I have both written about and photographed hotel rooms in which I've stayed.  There stretched a long era in my life during which I found myself in hotel rooms a lot but for no good reason.  I had a little money and often felt restless.  I would check into luxurious rooms too expensive for me on weekend or vacation-long excursions to nondescript locales, beach places, rural Massachusetts, downtown Seattle.  I'd spend more time in my room than a person traveling alone presumably would.  I'd hide out, and venture into the street or onto the water to sail or scuba dive.  I would pick up with a couple here or there for dinner or drinks in the bar, and glanced too shyly at women to help them provide the right kind of invitation for me to ask them out.

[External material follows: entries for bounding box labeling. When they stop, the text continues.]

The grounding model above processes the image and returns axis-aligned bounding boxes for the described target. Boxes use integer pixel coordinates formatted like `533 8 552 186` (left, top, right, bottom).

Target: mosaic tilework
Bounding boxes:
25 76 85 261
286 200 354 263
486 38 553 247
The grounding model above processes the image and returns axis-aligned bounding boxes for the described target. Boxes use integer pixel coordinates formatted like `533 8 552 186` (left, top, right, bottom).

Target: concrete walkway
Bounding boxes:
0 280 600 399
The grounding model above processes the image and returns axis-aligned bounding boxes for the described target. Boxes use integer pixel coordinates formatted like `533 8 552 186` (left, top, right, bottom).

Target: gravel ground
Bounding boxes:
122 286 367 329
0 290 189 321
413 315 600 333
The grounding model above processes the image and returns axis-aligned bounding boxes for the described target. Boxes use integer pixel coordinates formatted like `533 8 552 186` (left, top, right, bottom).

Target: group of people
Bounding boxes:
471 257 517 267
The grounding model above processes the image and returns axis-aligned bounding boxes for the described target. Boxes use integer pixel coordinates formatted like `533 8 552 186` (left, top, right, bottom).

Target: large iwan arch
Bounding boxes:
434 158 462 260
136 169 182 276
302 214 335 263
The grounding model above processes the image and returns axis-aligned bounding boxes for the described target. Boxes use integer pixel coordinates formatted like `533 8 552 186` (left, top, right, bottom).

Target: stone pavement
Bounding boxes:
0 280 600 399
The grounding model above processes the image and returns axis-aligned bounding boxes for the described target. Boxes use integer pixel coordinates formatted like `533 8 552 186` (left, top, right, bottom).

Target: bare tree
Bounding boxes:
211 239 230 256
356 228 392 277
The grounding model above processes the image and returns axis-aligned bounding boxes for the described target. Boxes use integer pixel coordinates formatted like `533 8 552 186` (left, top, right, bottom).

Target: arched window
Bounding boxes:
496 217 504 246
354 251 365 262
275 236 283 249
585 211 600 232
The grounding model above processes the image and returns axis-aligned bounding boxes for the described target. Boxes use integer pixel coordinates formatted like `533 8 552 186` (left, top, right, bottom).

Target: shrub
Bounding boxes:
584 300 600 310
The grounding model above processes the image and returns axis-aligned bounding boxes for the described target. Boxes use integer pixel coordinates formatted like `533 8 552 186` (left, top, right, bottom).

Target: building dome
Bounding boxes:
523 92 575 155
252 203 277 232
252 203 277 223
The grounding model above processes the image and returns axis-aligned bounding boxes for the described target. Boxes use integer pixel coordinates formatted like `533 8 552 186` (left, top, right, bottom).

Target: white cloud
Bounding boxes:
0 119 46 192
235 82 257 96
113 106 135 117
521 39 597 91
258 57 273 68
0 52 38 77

I'd return from these trips more keyed up than when I'd left.

I once began a photo essay in which I photographed the rooms in which I stayed.  I had not quite sharp enough an eye to make them interesting, but the best of them could be haunting:  a coffee mug next to a television set showing an old movie in front of an empty, unmade bed; water stains around the door where driving wind and salt water off the Atlantic pushed through a porch door in Datona Beach; endless mirrors.  Some of these rooms were cheap, musty, dark places I stayed while motorcycling or driving across the country.  Some were lux, in places like The Turks and Caicos Islands, or on Great Exuma, in The Bahamas, or in Edinburgh, or London.

I gravitate to expensive hotels less often now, mostly because I can no longer afford them--much less afford them in London.  But, I do still like them.  I travel less frequently alone, too, but do sometimes--as now. When I return from Seattle later this week I'm checking in for a few nights into The Governor Hotel, for which there is an outstanding deal, on Expedia ($111 per night).  I will awake each morning with complicated feelings about why, and how, I arrived there.

1 comment:

David Loftus said...

This is lovely, David. It doesn't try to push too much significance out of the subject (and I mean, both hotel rooms and your emotional response), just lets it . . . be.